August 23, 2005
Sigh.
From what I and a few other moo knewvians can gather the server was down this afternoon. We don't know why, but we're happy it's back up.
Anyway, here's a few tidbits for you, my devoted Cake Eater Readers, to tide you over until I get the urge to get all windy on you.
- Lists of this, that or the other have officially jumped the shark with this one.
The fact Madonna showed her navel marked her as a "mainstream provocateur?" Give me a break, eh? It's what marked that she had no modesty. There's a bit of a difference, eh? Not to mention that Keith Richard's liver is listed at #2, but---AHEM---there's apparently no mention made of Mick's lips on this list???
Hell-LO!
You're doing a list of the twenty-five most incredible body parts in Rock and Roll and you neglect to mention Mick's lips? WTF?
- "But Mother Superior, it just the Holy Spirt working in mysterious ways! I swear!"

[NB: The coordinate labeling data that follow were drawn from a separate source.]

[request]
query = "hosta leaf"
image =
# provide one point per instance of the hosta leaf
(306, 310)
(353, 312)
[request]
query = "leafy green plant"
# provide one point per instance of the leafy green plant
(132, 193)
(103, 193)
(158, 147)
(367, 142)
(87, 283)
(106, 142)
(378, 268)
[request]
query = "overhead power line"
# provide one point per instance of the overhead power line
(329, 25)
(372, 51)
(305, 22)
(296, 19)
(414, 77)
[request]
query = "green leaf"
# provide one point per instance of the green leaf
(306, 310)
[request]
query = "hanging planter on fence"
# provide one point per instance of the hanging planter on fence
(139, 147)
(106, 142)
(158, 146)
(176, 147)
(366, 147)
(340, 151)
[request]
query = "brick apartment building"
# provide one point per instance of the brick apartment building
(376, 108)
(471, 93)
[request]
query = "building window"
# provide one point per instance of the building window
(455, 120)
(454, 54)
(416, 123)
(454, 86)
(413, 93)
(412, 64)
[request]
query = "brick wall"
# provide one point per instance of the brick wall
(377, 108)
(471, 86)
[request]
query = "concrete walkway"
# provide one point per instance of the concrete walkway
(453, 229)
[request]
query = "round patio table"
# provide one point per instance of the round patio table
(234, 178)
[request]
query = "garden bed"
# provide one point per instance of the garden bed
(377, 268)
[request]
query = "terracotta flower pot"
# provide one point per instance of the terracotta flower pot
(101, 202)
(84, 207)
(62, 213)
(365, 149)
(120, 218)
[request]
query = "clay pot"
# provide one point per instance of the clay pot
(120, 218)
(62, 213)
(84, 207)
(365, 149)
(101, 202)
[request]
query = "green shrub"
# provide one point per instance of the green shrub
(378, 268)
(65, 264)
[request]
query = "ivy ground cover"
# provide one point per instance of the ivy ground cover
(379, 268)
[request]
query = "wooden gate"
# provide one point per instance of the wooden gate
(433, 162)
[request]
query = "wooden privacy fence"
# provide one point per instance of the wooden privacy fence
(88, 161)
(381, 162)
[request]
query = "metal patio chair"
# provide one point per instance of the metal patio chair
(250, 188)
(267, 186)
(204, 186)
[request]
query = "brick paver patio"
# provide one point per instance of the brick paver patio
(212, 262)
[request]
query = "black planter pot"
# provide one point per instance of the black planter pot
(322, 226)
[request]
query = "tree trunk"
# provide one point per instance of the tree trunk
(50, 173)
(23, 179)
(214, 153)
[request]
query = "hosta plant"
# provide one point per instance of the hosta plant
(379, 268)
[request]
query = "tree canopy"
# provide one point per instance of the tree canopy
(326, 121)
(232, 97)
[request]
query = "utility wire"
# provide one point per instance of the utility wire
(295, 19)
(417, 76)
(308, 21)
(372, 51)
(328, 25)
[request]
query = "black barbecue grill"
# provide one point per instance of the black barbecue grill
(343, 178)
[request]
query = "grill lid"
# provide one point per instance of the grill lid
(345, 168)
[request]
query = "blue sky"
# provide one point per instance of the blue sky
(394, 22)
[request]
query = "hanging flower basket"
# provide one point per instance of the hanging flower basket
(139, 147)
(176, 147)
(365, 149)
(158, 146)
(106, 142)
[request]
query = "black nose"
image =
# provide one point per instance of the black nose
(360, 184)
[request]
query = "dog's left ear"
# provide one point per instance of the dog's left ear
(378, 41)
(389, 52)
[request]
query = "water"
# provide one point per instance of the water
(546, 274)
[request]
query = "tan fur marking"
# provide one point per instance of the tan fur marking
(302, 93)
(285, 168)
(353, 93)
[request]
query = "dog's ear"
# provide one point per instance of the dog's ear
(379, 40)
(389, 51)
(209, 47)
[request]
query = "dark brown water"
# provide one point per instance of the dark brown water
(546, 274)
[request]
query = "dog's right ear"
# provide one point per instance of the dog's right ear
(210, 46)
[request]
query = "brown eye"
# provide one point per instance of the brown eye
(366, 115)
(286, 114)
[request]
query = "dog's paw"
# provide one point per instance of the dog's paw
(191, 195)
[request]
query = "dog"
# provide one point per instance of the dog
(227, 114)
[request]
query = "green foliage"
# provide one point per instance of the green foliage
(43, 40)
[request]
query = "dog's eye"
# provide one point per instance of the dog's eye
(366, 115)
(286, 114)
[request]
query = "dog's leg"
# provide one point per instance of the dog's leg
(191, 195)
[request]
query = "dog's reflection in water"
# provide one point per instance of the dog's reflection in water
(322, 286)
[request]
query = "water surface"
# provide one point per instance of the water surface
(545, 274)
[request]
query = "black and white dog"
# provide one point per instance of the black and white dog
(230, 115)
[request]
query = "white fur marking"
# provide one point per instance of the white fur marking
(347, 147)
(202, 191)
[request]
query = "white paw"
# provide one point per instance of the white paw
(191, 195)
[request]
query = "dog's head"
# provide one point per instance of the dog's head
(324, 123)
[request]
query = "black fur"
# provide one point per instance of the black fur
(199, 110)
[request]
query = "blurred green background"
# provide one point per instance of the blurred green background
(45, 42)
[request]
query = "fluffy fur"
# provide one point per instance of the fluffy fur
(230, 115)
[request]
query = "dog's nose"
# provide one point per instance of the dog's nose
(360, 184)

- Has anyone ever considered the fact that Lance can't take performance enhancing drugs because it might not only enhance his performance, but enhance his cancer as well? That's The Doctor's opinion. Any drugs of that nature could, conceivably, bring the cancer back as well, or so she says.
I think it's sleazy of the French to do this. It seems like sour grapes to me.
- Groom yourself, dude. Bleech.
- Mr. Squeaky Clean, Jonathan, swore in this post! I think that's twice, total. Not to mention he chats about threeways!
I swear, I almost fainted.
The Galley Slaves: Goin' for Broke in the Raciness Department!
That should keep you busy for the time being.